##If you are not viewing this notebook in Colab already, open this link:
https://colab.research.google.com/github/dbamman/nlp20/blob/master/setup/Colab_Intro.ipynb

# What is Colab?

* Colab is a free [Jupyter Notebook](https://jupyter.org/) 
environment hosted by Google that allows you to develop and run code and analyze data using computing resources in the cloud.  In this class, we'll typically use it for programming assignments in Python.


* Colab Notebooks (like this one) consist of "Cells" that help organize code and text. From within Colab, you can add a Code Cell or a Text Cell by clicking the "+ Code" or "+ Text" buttons on the top left. 


* Google provides lots more details and tips about Colab in their [tutorials](https://colab.research.google.com/notebooks/welcome.ipynb).  If you are new to Colab, you might find these tutorials helpful to get up to speed.


* To execute the code in a cell, use the key-command `shift+enter`. Try that out on the code cell below

In [0]:
5 + 5

# Creating a Colab Notebook

* You need to be signed into a Google account in order to create, edit, and save Colab Notebooks.  You can create a new Notebook and find your saved Notebooks by going to https://colab.research.google.com/ while logged into your Google account. 


* We recommend that you use your Berkeley Gmail account rather than a personal Gmail for this class in order to avoid confusion.  When viewing a notebook, you can make sure that you're using the right Gmail account by clicking on your profile icon at the top right, and switch accounts if necessary.


* Saved notebooks will then be stored in your account on Google Drive.  

# Viewing a Colab hosted on Github

* In addition to Google Drive, Colab Notebooks can also be opened in the browser if they are stored on Github. For this class, assignments or examples will be posted on the course Github. Jupyter Notebooks are files with the extension ".ipynb". 


* If a Jupyter Notebook is posted on Github, you can open it in Colab by copying the web address address of the '.ipynb' file and pointing your browser to `https://colab.research.google.com/github/{github-path-to-notebook}`


* For example, this notebook can be opened in Colab via `https://colab.research.google.com/github/dbamman/nlp20/blob/master/setup/Colab_Intro.ipynb`


* Once you've opened a Notebook in Colab, you can run the code and make edits.
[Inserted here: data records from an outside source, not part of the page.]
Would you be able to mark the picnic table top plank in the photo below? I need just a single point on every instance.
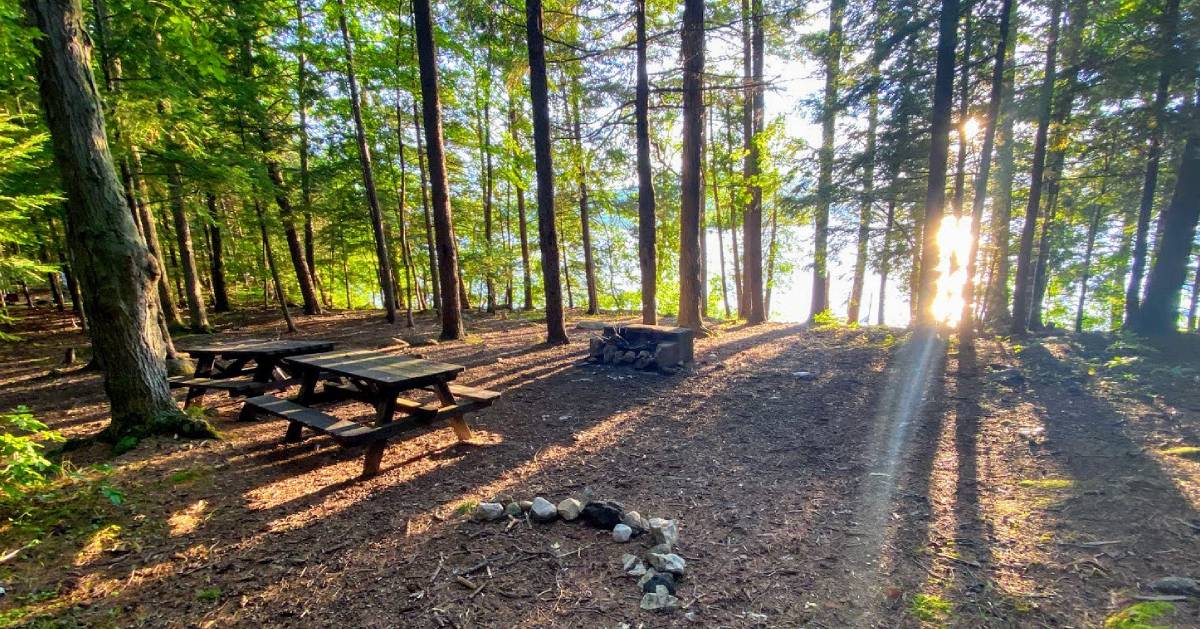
(393, 371)
(261, 347)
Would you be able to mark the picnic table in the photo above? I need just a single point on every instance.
(243, 366)
(379, 379)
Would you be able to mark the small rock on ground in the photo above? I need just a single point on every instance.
(543, 510)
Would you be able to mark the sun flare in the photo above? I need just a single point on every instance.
(954, 238)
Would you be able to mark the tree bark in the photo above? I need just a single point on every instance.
(547, 233)
(220, 292)
(1153, 154)
(523, 225)
(1159, 311)
(751, 227)
(1023, 293)
(691, 183)
(443, 221)
(383, 256)
(966, 323)
(280, 295)
(868, 202)
(825, 175)
(589, 267)
(939, 153)
(114, 268)
(435, 283)
(196, 311)
(647, 234)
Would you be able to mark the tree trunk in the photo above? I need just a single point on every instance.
(691, 183)
(310, 253)
(527, 271)
(1002, 196)
(751, 227)
(868, 202)
(1056, 154)
(220, 292)
(443, 221)
(1023, 293)
(589, 268)
(825, 177)
(1159, 312)
(939, 153)
(115, 269)
(1153, 154)
(275, 270)
(547, 233)
(647, 235)
(383, 256)
(196, 311)
(435, 281)
(966, 324)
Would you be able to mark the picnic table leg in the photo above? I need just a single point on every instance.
(375, 451)
(203, 370)
(459, 424)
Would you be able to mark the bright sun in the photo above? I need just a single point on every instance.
(954, 246)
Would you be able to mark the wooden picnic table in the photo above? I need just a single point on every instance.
(227, 366)
(376, 378)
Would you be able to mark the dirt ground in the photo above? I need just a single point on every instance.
(1047, 486)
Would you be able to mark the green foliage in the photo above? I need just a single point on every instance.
(1140, 616)
(23, 453)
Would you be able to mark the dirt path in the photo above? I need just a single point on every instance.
(868, 496)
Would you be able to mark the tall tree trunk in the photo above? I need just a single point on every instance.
(435, 281)
(280, 295)
(647, 235)
(443, 221)
(966, 324)
(522, 223)
(717, 210)
(1086, 274)
(1056, 154)
(751, 228)
(939, 153)
(383, 256)
(589, 267)
(220, 292)
(886, 253)
(825, 177)
(1023, 292)
(691, 183)
(115, 269)
(868, 202)
(1159, 311)
(310, 253)
(196, 311)
(1002, 195)
(1153, 154)
(547, 233)
(1193, 310)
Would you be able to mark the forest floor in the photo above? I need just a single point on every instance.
(1045, 487)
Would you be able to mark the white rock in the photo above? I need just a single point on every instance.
(660, 599)
(569, 509)
(667, 563)
(489, 510)
(665, 531)
(543, 510)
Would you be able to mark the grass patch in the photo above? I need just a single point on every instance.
(1140, 616)
(1047, 484)
(208, 594)
(929, 607)
(1185, 451)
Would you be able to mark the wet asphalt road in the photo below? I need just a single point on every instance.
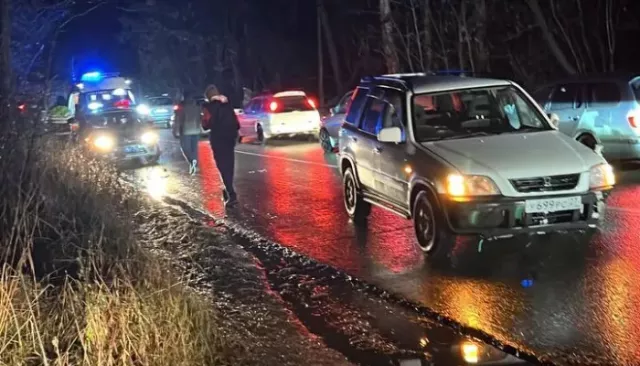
(567, 298)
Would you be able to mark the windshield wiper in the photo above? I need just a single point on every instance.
(464, 136)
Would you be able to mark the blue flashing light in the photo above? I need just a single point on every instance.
(91, 76)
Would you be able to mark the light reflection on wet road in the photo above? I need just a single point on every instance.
(583, 306)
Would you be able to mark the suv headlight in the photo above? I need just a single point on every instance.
(104, 143)
(601, 176)
(471, 185)
(149, 138)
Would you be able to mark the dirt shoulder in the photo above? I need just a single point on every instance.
(253, 319)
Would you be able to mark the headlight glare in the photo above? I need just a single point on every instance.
(471, 185)
(105, 143)
(143, 109)
(149, 138)
(601, 176)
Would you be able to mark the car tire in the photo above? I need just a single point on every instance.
(355, 205)
(433, 236)
(325, 140)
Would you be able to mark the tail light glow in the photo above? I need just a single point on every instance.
(634, 118)
(124, 103)
(312, 103)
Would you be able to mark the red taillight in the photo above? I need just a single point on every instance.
(311, 103)
(634, 118)
(124, 103)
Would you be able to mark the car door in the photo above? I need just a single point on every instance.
(567, 102)
(391, 172)
(370, 124)
(606, 117)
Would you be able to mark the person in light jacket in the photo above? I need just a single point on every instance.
(221, 120)
(188, 115)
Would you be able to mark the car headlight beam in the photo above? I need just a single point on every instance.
(601, 176)
(149, 138)
(104, 143)
(471, 185)
(143, 109)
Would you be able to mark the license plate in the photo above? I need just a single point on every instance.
(132, 149)
(553, 205)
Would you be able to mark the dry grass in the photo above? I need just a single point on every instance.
(75, 289)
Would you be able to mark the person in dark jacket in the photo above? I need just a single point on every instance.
(188, 127)
(221, 120)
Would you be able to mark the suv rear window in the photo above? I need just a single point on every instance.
(160, 101)
(293, 103)
(358, 100)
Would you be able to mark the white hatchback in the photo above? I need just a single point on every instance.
(284, 114)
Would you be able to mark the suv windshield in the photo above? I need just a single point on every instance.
(114, 119)
(474, 112)
(294, 103)
(160, 101)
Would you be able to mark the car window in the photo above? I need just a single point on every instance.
(373, 115)
(603, 94)
(160, 101)
(394, 109)
(344, 103)
(357, 103)
(542, 95)
(474, 112)
(566, 96)
(293, 103)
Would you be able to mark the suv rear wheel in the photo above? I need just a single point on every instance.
(357, 208)
(432, 233)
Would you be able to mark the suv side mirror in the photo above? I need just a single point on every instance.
(555, 120)
(390, 134)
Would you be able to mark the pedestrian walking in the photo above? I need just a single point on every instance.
(187, 121)
(221, 120)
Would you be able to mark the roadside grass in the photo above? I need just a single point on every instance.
(75, 287)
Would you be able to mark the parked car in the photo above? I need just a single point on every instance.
(120, 136)
(174, 127)
(465, 156)
(330, 125)
(288, 113)
(157, 110)
(601, 111)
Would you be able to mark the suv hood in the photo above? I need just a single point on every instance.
(517, 155)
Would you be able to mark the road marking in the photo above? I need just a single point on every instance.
(287, 159)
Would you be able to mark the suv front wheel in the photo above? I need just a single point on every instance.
(357, 208)
(433, 236)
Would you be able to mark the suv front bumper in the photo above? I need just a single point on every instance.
(502, 216)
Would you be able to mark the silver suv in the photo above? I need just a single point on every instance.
(465, 156)
(598, 111)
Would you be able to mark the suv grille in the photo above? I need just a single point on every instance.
(546, 184)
To save your changes, click on File->Save in the menu.  ** If you are editing a copy of a Colab that you opened from Github, Your edits will only be saved once you save a copy in your Google Drive.** You'll be prompted to do this if you try to save and haven't already done this step.
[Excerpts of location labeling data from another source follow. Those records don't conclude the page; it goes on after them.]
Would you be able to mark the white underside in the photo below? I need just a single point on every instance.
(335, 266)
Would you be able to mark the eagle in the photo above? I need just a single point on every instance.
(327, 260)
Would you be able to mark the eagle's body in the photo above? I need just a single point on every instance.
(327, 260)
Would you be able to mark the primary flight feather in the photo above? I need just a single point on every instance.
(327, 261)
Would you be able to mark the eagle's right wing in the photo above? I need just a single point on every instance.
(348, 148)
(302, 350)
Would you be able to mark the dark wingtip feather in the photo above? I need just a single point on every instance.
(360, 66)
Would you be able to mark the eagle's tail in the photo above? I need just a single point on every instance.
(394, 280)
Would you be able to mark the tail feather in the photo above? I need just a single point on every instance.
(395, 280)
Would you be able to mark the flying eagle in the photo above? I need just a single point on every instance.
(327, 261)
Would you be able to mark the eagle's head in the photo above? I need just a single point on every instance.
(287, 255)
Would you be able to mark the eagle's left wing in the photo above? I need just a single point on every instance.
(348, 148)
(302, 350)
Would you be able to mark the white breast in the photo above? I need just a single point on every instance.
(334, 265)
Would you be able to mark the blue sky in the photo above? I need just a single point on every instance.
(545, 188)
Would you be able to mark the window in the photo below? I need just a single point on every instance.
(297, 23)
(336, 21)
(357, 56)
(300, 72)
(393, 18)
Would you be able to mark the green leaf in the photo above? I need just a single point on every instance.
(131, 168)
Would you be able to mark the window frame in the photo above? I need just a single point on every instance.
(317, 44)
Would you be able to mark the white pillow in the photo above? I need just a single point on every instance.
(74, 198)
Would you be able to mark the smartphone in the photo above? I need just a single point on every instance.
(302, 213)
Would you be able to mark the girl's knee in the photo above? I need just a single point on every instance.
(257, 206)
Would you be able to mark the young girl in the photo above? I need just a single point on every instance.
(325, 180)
* For assignments, Colab notebooks will typically be posted on the course Github page and will have instructions, starter code, and space for you to add your own code. In order to get started on an assigment, you'll want to open the starter notebook from Github in Colab and then save a copy into your Google Drive so that you can make changes to complete the assignment.

# What is a Runtime?

* Each time you open a Notebook in Colab, you are actually connecting to a computer (a server running the Linux operating system) in the Cloud, hosted by Google. When you execute your code, it's actually running on that computer and sending back any results to display in your browser.  In Colab, this connection between a Google server and your browser is called a 'Runtime'.


* Because Google provides these servers free to Colab users, running code on Colab lets you take advantage of powerful hardware to run computations faster than you could on a laptop, for example.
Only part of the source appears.